# Zettelkasten helps counter confirmation bias

One of the recommended approach to writing is the top-down approach. This approach starts from a hypotheses, then continued by finding supporting references and data. Unfortunately, the top-down approach makes it too easy for us to neglect the need of disconfirming information, because the approach induces Confirmation bias. Even worse, when a disconfirming information is found, you may consider it as a threat to the success of your writing. You need disconfirming data and ideas to develop good arguments in your writing.

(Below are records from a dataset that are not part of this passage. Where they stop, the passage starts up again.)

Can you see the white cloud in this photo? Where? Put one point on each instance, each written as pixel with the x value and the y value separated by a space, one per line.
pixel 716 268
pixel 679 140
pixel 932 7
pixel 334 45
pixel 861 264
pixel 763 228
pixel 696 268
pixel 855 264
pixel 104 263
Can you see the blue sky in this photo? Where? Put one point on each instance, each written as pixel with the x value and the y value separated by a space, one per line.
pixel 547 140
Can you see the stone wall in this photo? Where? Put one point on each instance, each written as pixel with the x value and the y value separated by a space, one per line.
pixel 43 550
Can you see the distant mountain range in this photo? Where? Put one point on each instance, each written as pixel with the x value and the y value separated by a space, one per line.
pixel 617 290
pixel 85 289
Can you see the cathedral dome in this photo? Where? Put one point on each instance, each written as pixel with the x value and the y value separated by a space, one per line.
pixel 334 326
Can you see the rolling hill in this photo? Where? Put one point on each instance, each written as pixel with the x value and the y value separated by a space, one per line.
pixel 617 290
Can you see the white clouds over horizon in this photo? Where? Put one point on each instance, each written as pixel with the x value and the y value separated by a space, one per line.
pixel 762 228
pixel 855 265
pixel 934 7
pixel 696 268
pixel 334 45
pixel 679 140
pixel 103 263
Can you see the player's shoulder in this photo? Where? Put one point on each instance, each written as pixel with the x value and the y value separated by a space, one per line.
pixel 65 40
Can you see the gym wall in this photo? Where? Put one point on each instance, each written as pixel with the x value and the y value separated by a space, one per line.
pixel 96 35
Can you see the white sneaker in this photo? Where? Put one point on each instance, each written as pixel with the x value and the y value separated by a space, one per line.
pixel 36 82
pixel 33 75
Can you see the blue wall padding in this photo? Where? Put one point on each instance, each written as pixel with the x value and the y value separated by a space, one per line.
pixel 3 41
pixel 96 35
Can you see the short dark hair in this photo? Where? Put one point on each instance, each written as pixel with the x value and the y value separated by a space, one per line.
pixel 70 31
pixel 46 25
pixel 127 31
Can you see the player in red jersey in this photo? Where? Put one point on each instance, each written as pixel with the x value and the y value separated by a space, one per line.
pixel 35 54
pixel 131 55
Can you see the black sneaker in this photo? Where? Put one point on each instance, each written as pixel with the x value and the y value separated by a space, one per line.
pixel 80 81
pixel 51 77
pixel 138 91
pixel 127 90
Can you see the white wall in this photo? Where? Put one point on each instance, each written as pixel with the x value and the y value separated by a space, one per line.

The best thinkers are not free from confirmation bias either. Although being aware of the problem helps you do something about it, you don’t really want to rely on your willpower. You want to embed a mechanism in your workflow to counter confirmation bias because Workflow trumps willpower. Zettelkasten embeds this mechanism so that your writing is done bottom-up.


# References

Ahrens, How to Take Smart Notes (pp. 79-80).

The very moment we decide on a hypothesis, our brains automatically go into search mode, scanning our surroundings for supporting data, which is neither a good way to learn nor research. Worse, we are usually no even aware of this confirmation bias (or myside bias) that surreptitiously meddles with our life.

Even the best scientists and thinkers are not free from it. What sets them apart is the mere fact that they are aware of the problem and do something about it.

The linear process promoted by most study guides, which insanely starts with the decision on the hypothesis or the topic to write about, is a sure-fire way to let confirmation bias run rampant.